The licentiate has an overall 3 scientific articles. Paper 1 develops different BGI alternatives by considering spatial scale and design complexity in urban environments having diverse land use characteristics. The study quantifies to what extent hydrological outcomes such as surface runoff, infiltration, and pre-development flow varies with different BGI alternatives in these catchments. One of the results obtained from this study showed that in residential areas, which offer more spaces for planned integration of stormwater control measures, engineered BGI alternatives showed the highest potential to reduce flooding while in densely built inner city catchments the more natural BGIs showed higher potential. Paper 2 evaluates the reliability of the SWMM model used in Paper 1 for bioretention modeling by comparing calibrated and uncalibrated models with observed data. The findings confirm that SWMM is a reliable tool for modeling bioretention systems, accurately capturing key hydrologic processes, especially after calibration. While first study is about how different BGIs can be combined to achieve various hydrologic benefits at catchments, the third study is about effect of different bioretention design variable in managing stormwater hydrology at local scale.

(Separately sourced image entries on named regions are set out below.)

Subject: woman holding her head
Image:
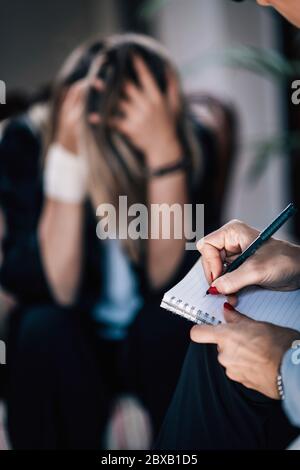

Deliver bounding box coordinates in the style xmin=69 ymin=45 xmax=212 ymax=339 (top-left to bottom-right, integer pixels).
xmin=0 ymin=35 xmax=225 ymax=448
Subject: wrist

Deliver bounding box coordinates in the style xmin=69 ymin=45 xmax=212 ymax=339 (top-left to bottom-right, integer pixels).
xmin=44 ymin=142 xmax=88 ymax=204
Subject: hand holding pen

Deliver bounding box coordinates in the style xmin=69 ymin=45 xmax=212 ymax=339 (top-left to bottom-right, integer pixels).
xmin=197 ymin=205 xmax=300 ymax=295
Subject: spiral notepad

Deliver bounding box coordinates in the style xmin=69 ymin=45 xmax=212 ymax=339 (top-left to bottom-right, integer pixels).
xmin=161 ymin=260 xmax=300 ymax=331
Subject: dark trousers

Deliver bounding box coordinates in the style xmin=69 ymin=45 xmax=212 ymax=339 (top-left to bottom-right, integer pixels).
xmin=156 ymin=344 xmax=299 ymax=450
xmin=7 ymin=306 xmax=190 ymax=449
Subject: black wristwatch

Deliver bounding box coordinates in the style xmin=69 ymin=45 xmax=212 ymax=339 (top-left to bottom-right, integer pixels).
xmin=146 ymin=158 xmax=190 ymax=179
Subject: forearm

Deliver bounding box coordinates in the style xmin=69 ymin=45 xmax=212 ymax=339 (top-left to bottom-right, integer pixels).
xmin=147 ymin=146 xmax=188 ymax=288
xmin=281 ymin=344 xmax=300 ymax=427
xmin=39 ymin=199 xmax=83 ymax=305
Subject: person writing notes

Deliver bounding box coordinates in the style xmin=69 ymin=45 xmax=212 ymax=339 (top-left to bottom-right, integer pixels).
xmin=191 ymin=221 xmax=300 ymax=426
xmin=157 ymin=221 xmax=300 ymax=450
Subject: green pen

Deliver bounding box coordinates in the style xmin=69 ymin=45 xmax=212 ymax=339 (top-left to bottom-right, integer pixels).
xmin=206 ymin=202 xmax=297 ymax=294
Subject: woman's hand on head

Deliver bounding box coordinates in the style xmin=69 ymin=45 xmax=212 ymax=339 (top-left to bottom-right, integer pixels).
xmin=197 ymin=220 xmax=300 ymax=295
xmin=55 ymin=79 xmax=103 ymax=155
xmin=111 ymin=56 xmax=181 ymax=167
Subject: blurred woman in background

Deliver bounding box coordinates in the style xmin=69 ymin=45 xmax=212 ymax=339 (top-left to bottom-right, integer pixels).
xmin=0 ymin=35 xmax=232 ymax=449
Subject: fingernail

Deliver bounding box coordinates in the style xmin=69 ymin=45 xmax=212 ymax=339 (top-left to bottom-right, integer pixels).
xmin=206 ymin=286 xmax=220 ymax=295
xmin=224 ymin=302 xmax=234 ymax=311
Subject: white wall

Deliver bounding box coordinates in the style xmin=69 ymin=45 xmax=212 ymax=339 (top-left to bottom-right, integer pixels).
xmin=0 ymin=0 xmax=120 ymax=91
xmin=155 ymin=0 xmax=288 ymax=235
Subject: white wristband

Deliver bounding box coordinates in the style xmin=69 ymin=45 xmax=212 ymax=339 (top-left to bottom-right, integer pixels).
xmin=44 ymin=144 xmax=88 ymax=204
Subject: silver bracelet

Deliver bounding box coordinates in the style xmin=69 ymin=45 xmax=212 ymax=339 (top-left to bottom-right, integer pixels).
xmin=277 ymin=372 xmax=285 ymax=401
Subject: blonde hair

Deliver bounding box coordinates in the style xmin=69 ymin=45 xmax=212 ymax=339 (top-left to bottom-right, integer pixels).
xmin=48 ymin=34 xmax=201 ymax=259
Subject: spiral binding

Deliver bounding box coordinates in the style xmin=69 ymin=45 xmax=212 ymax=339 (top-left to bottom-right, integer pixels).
xmin=161 ymin=295 xmax=222 ymax=325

Paper 3, by using the calibrated model in Paper 2, explores 54 different biofilter design options, to assess the impact of key design factors—ponding depth, hydraulic conductivity, filter media fraction and storage connection —on different stormwater performance indicators. In general, this study showed that a balanced approach is required while designing bioretention as there are trade-offs between optimizing for volume reduction during daily events (e.g. higher filter media fraction) and reducing overflow occurrences during high-intensity events (e.g. lower filter media fraction, high hydraulic conductivity).

Overall, this thesis provides valuable insights and practical recommendations for enhancing the effectiveness of BGI in urban catchments for climate adaptive stormwater management solutions, and with explicit focus on designing bioretention systems.